Although traditionally performed with a candle, trataka can use almost any external point of focus, like a dot on the wall. Concentrate your gaze on one object, without blinking, until your eyes begin to tear. Then close your eyes and try to maintain a vivid image of that object for as long as possible. Each time you practice trataka, extend the time you maintain the after-image. This exercise, traditionally believed to remove any disease from the eyes and to induce clairvoyance, also develops the skill of internal visualization.Yogis develop this skill to keep their minds fixed in meditation on a sacred image—and, by extension, on the divine experience associated with that image. The intricate spiritual mandalas you may have see in Indian and Tibetan holy books are also designed for this purpose. Highly skilled meditators can visualize even the most minute details of these elaborate cosmic representations.

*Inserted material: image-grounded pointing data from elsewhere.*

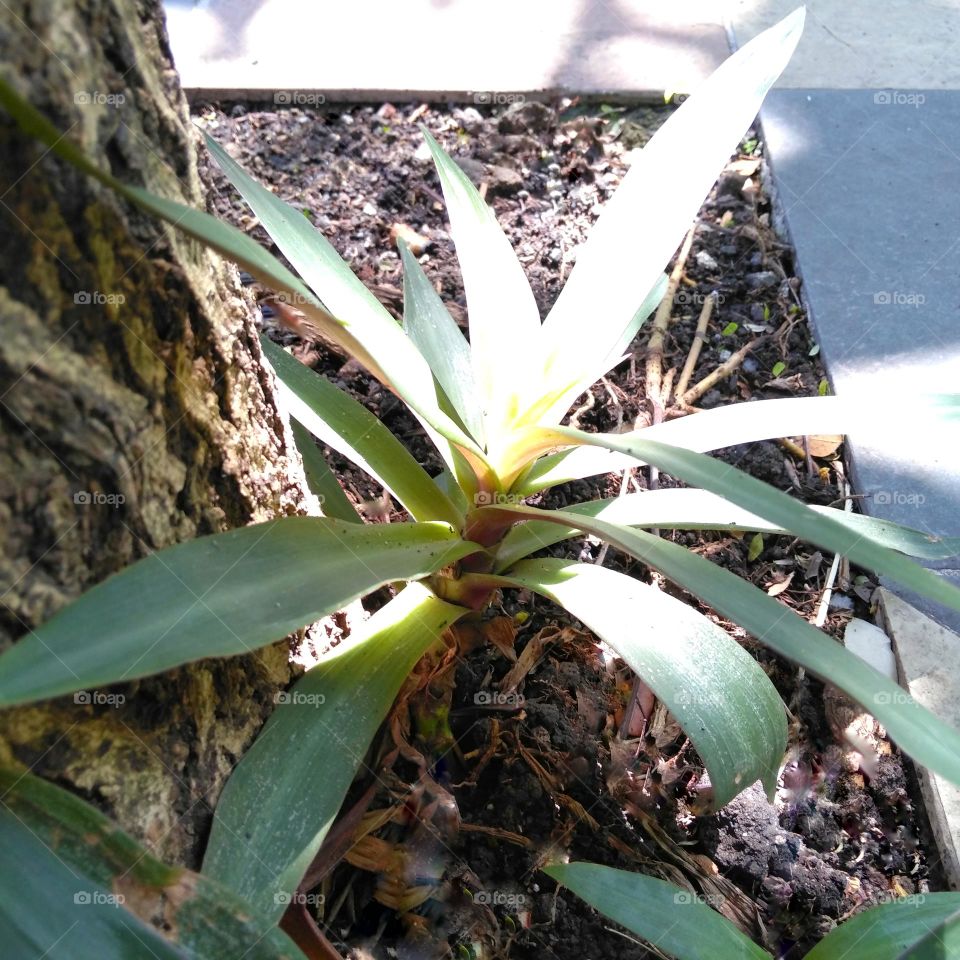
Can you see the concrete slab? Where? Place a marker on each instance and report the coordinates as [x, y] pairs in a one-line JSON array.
[[441, 49], [927, 655], [867, 184], [901, 44]]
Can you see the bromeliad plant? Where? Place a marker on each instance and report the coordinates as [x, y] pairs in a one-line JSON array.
[[493, 407]]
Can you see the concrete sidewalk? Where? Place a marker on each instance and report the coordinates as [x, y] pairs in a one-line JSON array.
[[429, 49]]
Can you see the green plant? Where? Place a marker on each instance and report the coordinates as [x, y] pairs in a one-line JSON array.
[[493, 408], [683, 924]]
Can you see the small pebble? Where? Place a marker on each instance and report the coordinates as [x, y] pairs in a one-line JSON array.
[[761, 280], [705, 261], [840, 601]]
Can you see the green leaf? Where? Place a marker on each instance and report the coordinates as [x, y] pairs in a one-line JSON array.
[[73, 885], [217, 596], [679, 508], [321, 479], [752, 494], [338, 420], [925, 925], [743, 423], [503, 315], [551, 406], [677, 922], [436, 335], [916, 730], [362, 315], [282, 798], [643, 224], [719, 694]]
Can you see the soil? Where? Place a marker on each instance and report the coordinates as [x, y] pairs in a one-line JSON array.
[[547, 772]]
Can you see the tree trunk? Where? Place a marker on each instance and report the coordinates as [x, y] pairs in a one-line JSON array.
[[135, 411]]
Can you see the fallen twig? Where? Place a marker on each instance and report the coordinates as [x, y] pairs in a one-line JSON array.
[[653, 383], [722, 372], [698, 340]]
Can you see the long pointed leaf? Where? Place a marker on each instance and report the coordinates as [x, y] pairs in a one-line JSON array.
[[72, 885], [436, 335], [768, 502], [676, 921], [744, 423], [359, 311], [552, 406], [719, 694], [281, 800], [688, 509], [503, 315], [339, 421], [897, 931], [916, 730], [217, 596], [644, 223]]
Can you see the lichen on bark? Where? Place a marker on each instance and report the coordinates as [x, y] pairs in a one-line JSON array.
[[135, 412]]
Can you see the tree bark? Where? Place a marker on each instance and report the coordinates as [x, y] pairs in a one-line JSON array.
[[135, 411]]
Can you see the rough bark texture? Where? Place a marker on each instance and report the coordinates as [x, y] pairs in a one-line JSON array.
[[135, 412]]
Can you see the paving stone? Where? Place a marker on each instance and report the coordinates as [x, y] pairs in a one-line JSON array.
[[447, 49], [868, 189], [852, 44]]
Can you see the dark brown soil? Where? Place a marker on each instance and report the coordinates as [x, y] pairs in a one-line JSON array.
[[551, 774]]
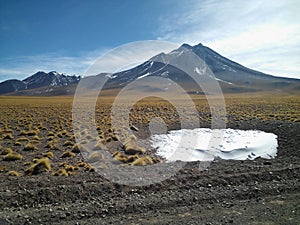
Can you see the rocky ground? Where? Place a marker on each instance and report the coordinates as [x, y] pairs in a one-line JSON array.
[[227, 192]]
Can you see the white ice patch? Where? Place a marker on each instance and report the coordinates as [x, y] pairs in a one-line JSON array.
[[200, 71], [204, 144], [140, 77], [227, 82]]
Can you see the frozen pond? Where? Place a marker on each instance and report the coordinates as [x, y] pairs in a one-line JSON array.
[[204, 144]]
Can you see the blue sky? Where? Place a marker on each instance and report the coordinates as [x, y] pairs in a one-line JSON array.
[[68, 36]]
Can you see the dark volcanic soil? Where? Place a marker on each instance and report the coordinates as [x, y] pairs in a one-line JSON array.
[[227, 192]]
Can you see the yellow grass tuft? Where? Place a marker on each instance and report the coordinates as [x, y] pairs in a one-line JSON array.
[[30, 147], [131, 147], [67, 154], [8, 137], [68, 143], [40, 166], [60, 172], [6, 151], [146, 160], [22, 139], [13, 173], [95, 157], [48, 155], [12, 157]]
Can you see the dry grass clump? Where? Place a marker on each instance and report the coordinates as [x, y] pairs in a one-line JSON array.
[[143, 161], [124, 158], [12, 156], [68, 143], [76, 148], [36, 137], [22, 139], [17, 143], [28, 133], [2, 169], [67, 154], [131, 147], [8, 137], [49, 155], [33, 141], [61, 172], [30, 147], [41, 165], [13, 173], [95, 157], [100, 146], [6, 151]]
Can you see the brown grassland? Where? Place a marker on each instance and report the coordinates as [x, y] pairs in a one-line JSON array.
[[45, 179]]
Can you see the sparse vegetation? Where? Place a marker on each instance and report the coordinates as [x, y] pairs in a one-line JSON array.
[[12, 156], [13, 173], [41, 165], [67, 154], [30, 147]]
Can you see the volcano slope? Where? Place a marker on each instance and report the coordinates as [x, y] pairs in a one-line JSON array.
[[260, 191]]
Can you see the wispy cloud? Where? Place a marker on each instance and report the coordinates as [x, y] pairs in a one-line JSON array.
[[263, 35], [87, 63], [23, 66]]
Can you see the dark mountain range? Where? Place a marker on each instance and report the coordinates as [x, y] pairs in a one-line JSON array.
[[40, 80], [231, 76]]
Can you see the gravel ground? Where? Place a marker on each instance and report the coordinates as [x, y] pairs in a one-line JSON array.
[[227, 192]]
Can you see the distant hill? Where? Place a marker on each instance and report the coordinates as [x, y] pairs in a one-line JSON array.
[[232, 77], [45, 82]]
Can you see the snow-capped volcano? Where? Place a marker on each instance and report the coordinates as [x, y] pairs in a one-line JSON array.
[[40, 79]]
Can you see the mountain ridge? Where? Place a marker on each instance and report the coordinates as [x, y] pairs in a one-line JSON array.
[[232, 76]]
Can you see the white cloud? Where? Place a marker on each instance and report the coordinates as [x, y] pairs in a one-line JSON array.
[[24, 66], [245, 31], [88, 63]]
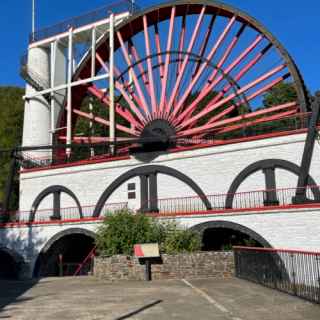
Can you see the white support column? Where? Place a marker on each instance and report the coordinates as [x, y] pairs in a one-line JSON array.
[[69, 102], [111, 83], [53, 48], [93, 52], [91, 125]]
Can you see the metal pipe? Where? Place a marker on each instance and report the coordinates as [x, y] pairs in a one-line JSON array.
[[111, 82], [69, 102]]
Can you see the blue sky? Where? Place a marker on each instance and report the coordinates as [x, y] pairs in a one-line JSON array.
[[295, 23]]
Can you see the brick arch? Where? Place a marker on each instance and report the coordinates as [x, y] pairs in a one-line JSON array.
[[17, 259], [150, 170], [57, 189], [232, 226], [64, 233], [264, 165], [43, 257]]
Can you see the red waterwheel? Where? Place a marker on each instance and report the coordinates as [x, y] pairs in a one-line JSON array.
[[186, 71]]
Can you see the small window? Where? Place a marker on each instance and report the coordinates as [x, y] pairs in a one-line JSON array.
[[131, 195], [131, 186]]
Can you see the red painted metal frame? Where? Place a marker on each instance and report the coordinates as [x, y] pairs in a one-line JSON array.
[[201, 145], [168, 215], [157, 93], [195, 212], [276, 250]]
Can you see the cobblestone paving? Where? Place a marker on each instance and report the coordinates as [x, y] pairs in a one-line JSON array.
[[87, 298]]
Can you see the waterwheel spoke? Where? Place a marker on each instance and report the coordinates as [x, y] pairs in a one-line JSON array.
[[82, 139], [166, 64], [207, 89], [202, 68], [210, 107], [278, 116], [149, 65], [242, 72], [204, 44], [104, 122], [141, 96], [206, 127], [185, 61], [249, 98], [123, 112], [158, 47], [135, 54]]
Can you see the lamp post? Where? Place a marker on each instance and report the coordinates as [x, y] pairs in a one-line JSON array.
[[33, 17]]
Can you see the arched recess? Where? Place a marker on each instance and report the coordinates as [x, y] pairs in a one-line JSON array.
[[10, 263], [56, 191], [67, 240], [270, 266], [201, 228], [268, 167], [148, 174]]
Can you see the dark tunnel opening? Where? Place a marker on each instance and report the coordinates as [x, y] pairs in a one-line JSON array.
[[8, 266], [223, 239], [64, 256]]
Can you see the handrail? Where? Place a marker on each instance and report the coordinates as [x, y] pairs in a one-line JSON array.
[[89, 256], [87, 18], [242, 201]]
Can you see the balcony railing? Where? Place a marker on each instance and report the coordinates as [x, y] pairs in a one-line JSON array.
[[260, 200], [83, 153], [88, 18], [293, 272], [67, 214]]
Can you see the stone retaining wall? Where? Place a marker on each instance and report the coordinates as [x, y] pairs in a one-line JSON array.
[[194, 265]]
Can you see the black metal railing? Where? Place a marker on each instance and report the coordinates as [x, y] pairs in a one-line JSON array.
[[84, 152], [290, 271], [283, 197], [242, 202], [91, 17]]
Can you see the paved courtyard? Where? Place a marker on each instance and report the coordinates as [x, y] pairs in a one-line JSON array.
[[88, 298]]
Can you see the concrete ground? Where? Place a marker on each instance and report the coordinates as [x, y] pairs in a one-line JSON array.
[[88, 298]]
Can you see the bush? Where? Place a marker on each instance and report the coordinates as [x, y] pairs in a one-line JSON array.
[[178, 241], [122, 230]]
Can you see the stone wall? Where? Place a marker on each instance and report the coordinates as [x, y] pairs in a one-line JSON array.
[[195, 265]]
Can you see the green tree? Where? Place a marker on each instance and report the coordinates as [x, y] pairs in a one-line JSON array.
[[282, 93], [11, 123], [121, 231]]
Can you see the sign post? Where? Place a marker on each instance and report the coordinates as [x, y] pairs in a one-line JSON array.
[[146, 252]]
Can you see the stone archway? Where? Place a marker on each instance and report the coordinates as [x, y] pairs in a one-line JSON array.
[[208, 228], [56, 191], [73, 244], [148, 178], [11, 263], [268, 167]]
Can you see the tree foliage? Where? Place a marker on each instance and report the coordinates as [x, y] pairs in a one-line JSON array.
[[11, 122], [282, 93], [121, 231]]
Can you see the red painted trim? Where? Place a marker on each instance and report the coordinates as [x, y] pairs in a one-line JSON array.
[[75, 164], [161, 215], [180, 149], [229, 211], [277, 250], [51, 222]]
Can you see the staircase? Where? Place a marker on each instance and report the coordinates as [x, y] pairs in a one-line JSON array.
[[32, 77]]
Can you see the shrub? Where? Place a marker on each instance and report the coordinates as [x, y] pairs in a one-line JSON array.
[[178, 241], [122, 230]]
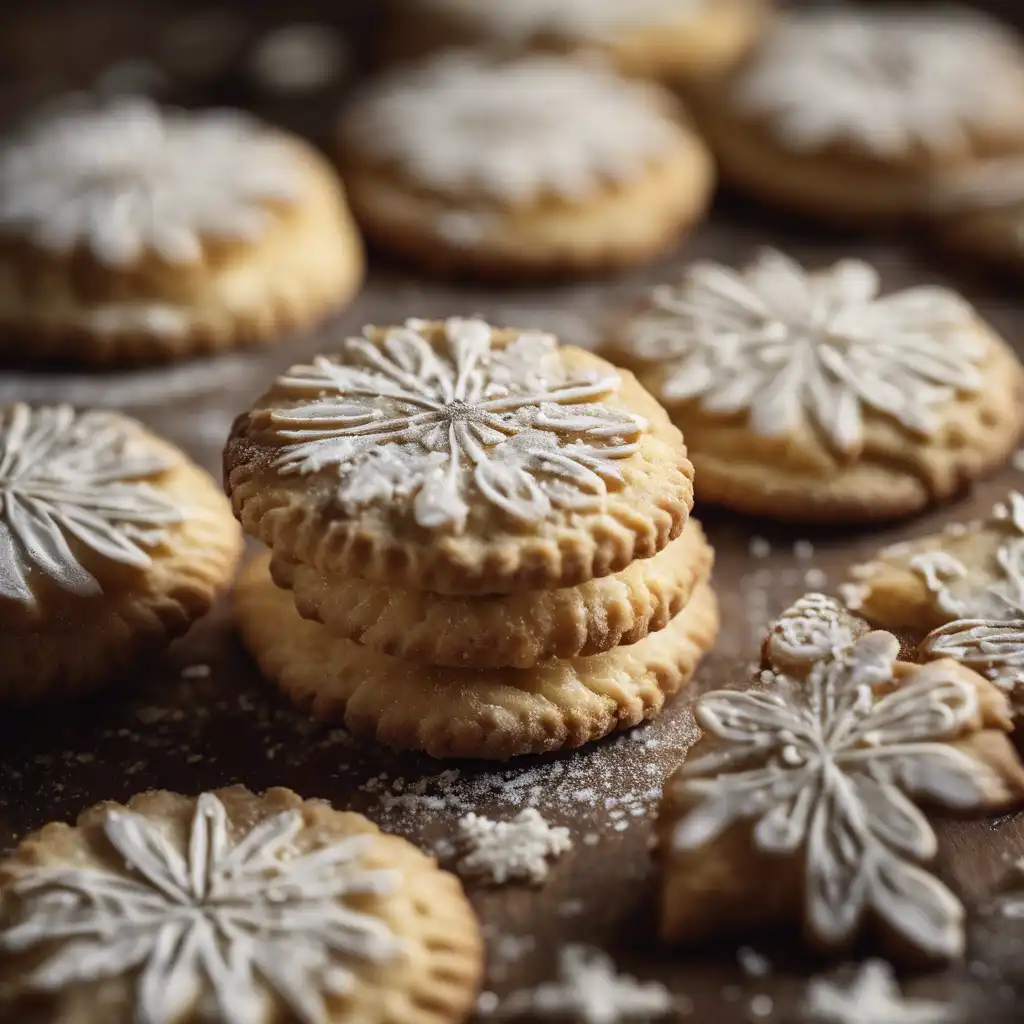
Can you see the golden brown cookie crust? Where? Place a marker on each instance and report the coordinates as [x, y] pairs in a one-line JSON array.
[[451, 713], [298, 517], [613, 227], [434, 983], [512, 631], [70, 307], [70, 643], [797, 478]]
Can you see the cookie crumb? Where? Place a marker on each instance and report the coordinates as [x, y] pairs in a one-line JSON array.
[[510, 851], [803, 550]]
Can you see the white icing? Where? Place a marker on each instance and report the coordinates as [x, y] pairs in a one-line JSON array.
[[402, 423], [993, 649], [127, 179], [591, 990], [74, 477], [786, 347], [887, 82], [510, 851], [872, 997], [522, 20], [815, 628], [990, 592], [823, 769], [235, 924], [513, 131]]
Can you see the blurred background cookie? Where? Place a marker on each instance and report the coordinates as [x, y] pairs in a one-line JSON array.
[[808, 395], [669, 40], [849, 113], [128, 232], [523, 168]]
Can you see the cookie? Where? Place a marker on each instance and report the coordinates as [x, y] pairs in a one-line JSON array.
[[130, 232], [810, 396], [112, 544], [468, 713], [814, 781], [506, 631], [461, 459], [970, 570], [660, 39], [847, 114], [231, 907], [535, 167], [979, 213]]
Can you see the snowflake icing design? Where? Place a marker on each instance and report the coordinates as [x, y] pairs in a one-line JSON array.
[[889, 82], [788, 347], [69, 476], [399, 420], [511, 130], [995, 593], [826, 766], [228, 922], [127, 178]]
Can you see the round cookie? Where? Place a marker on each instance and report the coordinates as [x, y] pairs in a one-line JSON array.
[[807, 396], [132, 233], [468, 713], [231, 906], [506, 631], [979, 213], [849, 113], [461, 459], [526, 168], [112, 544], [819, 780], [670, 40], [969, 571]]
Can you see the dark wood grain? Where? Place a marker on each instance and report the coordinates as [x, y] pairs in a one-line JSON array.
[[158, 729]]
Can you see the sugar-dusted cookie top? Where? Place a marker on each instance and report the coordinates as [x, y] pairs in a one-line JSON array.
[[808, 393], [232, 907], [896, 84], [818, 779], [511, 131], [129, 180], [112, 543], [457, 457]]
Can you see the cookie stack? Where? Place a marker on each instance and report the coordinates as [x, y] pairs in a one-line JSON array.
[[479, 542]]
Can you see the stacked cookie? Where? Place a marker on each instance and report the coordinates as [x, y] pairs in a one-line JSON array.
[[479, 542]]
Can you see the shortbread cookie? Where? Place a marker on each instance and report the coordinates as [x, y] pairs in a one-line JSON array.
[[506, 631], [848, 113], [112, 543], [671, 40], [231, 907], [462, 459], [133, 233], [812, 630], [980, 212], [806, 395], [972, 570], [531, 167], [468, 713], [812, 782]]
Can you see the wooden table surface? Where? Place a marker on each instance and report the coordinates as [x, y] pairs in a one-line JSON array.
[[195, 730]]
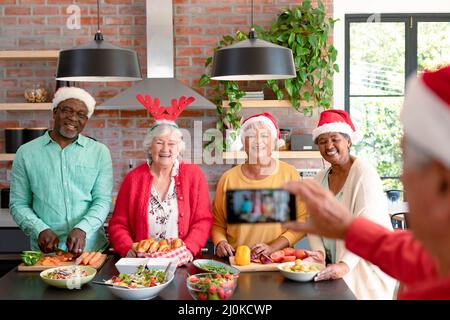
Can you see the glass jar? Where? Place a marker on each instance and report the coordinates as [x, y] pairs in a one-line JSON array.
[[37, 94]]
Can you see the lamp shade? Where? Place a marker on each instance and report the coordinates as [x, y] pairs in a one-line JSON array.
[[253, 59], [98, 61]]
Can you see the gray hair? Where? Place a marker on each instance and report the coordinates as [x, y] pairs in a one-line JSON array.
[[416, 157], [163, 130]]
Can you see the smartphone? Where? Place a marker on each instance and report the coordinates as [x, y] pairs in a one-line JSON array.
[[260, 206]]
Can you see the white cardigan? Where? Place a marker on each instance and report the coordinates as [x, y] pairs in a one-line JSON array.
[[363, 195]]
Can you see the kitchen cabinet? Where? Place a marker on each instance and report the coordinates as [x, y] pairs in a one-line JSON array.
[[25, 55]]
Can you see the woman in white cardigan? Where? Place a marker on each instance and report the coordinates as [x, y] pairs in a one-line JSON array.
[[357, 185]]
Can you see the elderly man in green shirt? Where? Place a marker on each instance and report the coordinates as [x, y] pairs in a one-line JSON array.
[[62, 181]]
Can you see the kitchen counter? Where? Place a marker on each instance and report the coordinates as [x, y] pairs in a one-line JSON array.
[[17, 285]]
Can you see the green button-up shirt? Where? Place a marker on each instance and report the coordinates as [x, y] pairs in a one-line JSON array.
[[62, 189]]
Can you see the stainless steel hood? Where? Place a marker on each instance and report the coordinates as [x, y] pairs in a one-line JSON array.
[[160, 80]]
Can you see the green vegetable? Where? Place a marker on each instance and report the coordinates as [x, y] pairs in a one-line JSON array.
[[31, 257], [214, 268]]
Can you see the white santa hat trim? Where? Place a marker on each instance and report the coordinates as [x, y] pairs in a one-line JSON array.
[[270, 125], [164, 121], [340, 127], [65, 93], [426, 119]]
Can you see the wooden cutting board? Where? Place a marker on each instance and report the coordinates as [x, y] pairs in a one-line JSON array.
[[253, 266], [39, 267]]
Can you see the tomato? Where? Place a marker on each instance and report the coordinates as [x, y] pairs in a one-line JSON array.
[[301, 254], [202, 296], [288, 259], [277, 256], [289, 251], [221, 293]]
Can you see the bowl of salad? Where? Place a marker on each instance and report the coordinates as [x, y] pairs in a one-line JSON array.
[[212, 286], [144, 284], [68, 277]]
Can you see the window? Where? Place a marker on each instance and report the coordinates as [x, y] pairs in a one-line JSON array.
[[381, 52]]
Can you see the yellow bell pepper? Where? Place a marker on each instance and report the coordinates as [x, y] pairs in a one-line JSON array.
[[242, 257]]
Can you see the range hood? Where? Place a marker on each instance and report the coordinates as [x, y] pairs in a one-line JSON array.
[[160, 80]]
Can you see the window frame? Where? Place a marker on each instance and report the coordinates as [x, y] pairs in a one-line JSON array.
[[410, 20]]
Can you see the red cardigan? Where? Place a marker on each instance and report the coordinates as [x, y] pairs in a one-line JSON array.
[[401, 256], [129, 222]]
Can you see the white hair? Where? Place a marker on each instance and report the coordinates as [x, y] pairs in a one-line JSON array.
[[163, 130]]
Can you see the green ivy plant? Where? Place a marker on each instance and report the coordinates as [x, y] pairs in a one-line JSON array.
[[229, 117], [305, 31]]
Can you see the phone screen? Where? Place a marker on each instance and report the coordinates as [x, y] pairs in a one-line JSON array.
[[260, 206]]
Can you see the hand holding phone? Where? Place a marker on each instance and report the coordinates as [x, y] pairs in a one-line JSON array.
[[260, 206]]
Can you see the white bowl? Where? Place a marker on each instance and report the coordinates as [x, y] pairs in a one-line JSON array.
[[129, 265], [140, 293], [300, 276], [75, 283]]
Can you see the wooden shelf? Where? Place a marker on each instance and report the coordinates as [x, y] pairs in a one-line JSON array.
[[7, 156], [25, 106], [280, 154], [29, 54], [266, 104]]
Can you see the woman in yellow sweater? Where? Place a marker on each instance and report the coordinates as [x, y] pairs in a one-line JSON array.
[[260, 135]]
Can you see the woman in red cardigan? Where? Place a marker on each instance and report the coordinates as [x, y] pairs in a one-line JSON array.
[[163, 198]]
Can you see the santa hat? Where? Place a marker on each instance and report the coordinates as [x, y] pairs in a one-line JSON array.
[[164, 115], [335, 120], [268, 120], [426, 113], [65, 93]]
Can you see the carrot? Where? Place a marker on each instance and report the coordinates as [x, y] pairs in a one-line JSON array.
[[88, 258], [95, 258]]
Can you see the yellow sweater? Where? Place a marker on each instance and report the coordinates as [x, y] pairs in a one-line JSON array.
[[251, 234]]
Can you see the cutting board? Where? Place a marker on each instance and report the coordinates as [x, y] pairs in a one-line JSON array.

By perfectly aligning inner and outer focus, these yogis seek a realization like that of Meister Eckhart, a thirteenth-century Christian mystic who once declared, "The eye with which I see God is the same eye with which God sees me."
With benefits ranging from better vision to increased concentration and spiritual insight, these eye asanas will enhance your yoga practice. Along with a healthy diet and regular exercise, they will help protect your vision from the stresses of light, tension, and environmental toxins. So as you grow older, and hopefully wiser, you can direct a soft, insightful gaze at the world, learning to see self and other as one.